Australia’s ‘Rebel Reverend’ Goes Viral With Barbed Liberal Messages
He still uses the sign to communicate his beliefs, perhaps with a little less spit and vinegar. Last Sunday, a side of the board read “Keep Goseford nuclear free”, not likely to create much controversy here. However, the other side showed that he still did not desist from throwing a partisan punch: “put the far-right on the list of terror.”
“You get stuck in the vortex,” he said of his time in the spotlight. “People appreciate what you’re saying and you’ve become one of those voices.”
“The middle ground is tough,” he said, leaning back on his chair and revealing the red socks under his black and white garment. “We only listen to the extreme.”
With his short, pointed hair and a tightly trimmed beard, 58-year-old Father Bower has said something about him – another ferocious, if often wildly beloved Australian. He is not afraid to swear, joke about an old hangover or give a sermon barefoot. He is the priest of the house in the Chakravyuh of existence.
He grew up in an agricultural area north of Sydney, adopted and raised by cattle ranchers. His adopted father died when his father, Bower, was 13, and spent most of his teenage years on the ground and working as a butcher. This is a history he has never completely left behind; “The Ethical Omnivore” sits on his office bookshelf with religious texts.
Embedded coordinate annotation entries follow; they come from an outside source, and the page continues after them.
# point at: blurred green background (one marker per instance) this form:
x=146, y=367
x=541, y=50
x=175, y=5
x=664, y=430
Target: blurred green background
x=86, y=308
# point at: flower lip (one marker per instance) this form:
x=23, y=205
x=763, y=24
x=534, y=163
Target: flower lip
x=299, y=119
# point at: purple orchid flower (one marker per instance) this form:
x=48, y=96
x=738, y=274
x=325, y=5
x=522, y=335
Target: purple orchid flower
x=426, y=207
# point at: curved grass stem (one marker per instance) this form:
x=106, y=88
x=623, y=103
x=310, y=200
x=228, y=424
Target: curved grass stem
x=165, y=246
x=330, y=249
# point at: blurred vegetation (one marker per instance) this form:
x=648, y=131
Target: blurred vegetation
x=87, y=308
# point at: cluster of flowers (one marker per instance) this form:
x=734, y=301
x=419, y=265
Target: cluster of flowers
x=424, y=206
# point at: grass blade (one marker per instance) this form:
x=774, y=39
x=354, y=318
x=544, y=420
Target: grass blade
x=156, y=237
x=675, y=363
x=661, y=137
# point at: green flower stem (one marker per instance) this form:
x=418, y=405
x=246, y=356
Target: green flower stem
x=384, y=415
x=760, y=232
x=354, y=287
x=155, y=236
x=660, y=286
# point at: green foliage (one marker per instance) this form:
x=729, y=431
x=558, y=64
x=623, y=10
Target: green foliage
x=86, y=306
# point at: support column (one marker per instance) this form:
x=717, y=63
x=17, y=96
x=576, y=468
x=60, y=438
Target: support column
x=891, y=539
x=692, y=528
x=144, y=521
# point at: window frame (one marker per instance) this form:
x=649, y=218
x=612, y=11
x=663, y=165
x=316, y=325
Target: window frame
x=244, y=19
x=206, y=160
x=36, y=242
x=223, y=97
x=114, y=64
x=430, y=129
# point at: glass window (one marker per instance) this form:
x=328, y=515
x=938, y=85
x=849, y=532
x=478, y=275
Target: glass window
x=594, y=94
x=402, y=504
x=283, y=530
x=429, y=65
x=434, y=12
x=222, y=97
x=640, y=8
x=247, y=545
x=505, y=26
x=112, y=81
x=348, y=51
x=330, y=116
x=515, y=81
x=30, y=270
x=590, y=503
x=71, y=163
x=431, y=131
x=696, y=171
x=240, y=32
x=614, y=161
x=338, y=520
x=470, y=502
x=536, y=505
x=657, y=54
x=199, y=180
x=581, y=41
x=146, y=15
The chaos that was adopted, a fact that he said he had always known but only fully initiated the process in his 20s, inspired him to seek God and the priest.
“It was part of my quest for identity,” he said. “It came with a title and a uniform.”
Many of his parishioners found Father Bower and the church, where he has served as rector for more than two decades, looking at the messages on the outside sign – not by passing on the street, but by spotting them on Facebook.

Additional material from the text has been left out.